Monday, July 22, 2024

A rendering of a lab building once proposed for Porter Square at 32-44 White St., Somerville.

A proposal for a four-story building in Porter Square is dead after a planning memo limited how much square footage could be used for its intended purpose: lab space. The developer withdrew the project from consideration before the Thursday meeting of Somerville’s Planning Board.

“While research and development or laboratory uses are permitted by right” in that district, “intensive R&D or laboratory uses were not intended to be the primary uses in commercial buildings,” according to a staff memo dated July 13. The memo suggested that a special permit for roof-mounted mechanical equipment be denied and that the percentage of gross floor area for R&D or labs be “less than 50 percent” forever.

As a result, SGL Development, based in Cambridgeport, found its plan unworkable.

The site at 32-44 White St., abutting the Cambridge border and across from the Porter Square Shopping Center, would have merged separately owned lots into one for construction of a 42,000-square-foot lab building. The site design passed review by the Urban Design Commission, and the Historic Preservation Commission has no objections to demolishing the old buildings – but that’s about where the stamps of approval ended.

“I don’t know what’s next” for the site, but it’s unlikely to include SGL, said the firm’s principal, Adam Siegel, on Monday. “It’ll probably sit vacant for a while. We notified the sellers we were no longer proceeding, and we’re not interested in proceeding with another project.”

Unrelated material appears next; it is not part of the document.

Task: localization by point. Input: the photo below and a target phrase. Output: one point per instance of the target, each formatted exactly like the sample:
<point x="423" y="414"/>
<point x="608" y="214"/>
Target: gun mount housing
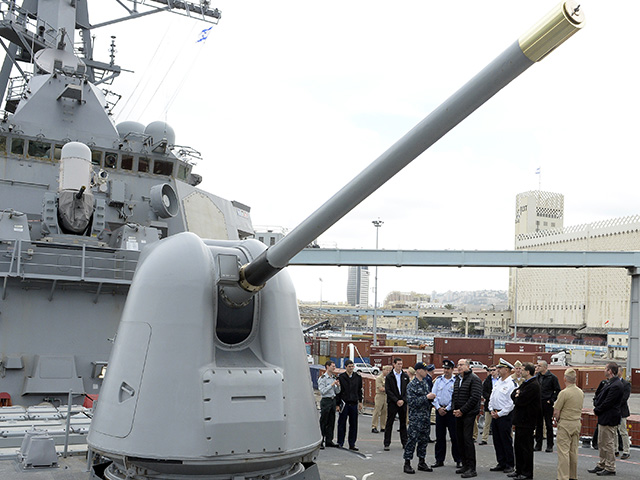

The lab building would have replaced Fleming Printing at 40 White St., a squat, cinder block building holding a business identified as permanently closed, and the single-family homes on either side of it: 32 White St., built in 1844 and last sold in 2007 for $450,000; and 44 White St., a rustically wood-walled home built in 1900. (The last exchange of the property recorded by Somerville assessors was for $1 in 2006.)